MCV and MCHC values in the negative control mice showed increase ranges (Table 1) confirming the macrocytic cells in the Giemsa stained smears. Gross anatomical examination of organs in situ after dissection revealed no significant change from the control mice indicative of the fact those C. maxima was is not toxic to the cells of the mice. The conclusion from this study is that C. maxima reduce anemia and is not toxic when consumed. It is therefore recommended for nutritional support for patients with acute anemia in Cameroon.

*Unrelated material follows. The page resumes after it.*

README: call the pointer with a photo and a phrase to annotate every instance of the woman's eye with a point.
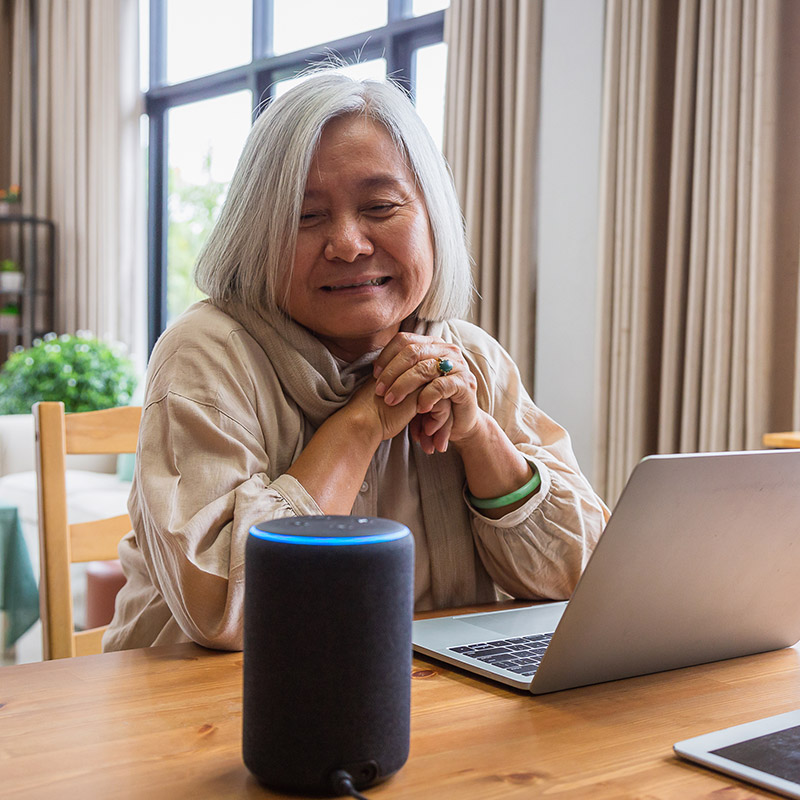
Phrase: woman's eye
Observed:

A number of conclusions can be drawn from this study: One is that C. maxima reduces anemia as shown in the elevated values of Hb, PCV and MCHC in the test rats. Another is that C. maximum is non toxic when consumed, as no sign of toxicity was observed in the test rats. This conclusion also lends credence to the ethno botanical evidence collected from the field, which suggest that the plant has been used as a vegetable in many soup recipes in most cultures in Cameroon since antiquity. The high cocktail of minerals such as potassium, Calcium and Iron may have served as a precursor to the synthesis of hemoglobin. It is, therefore, recommended for nutritional support for patients with acute anemia in Cameroon.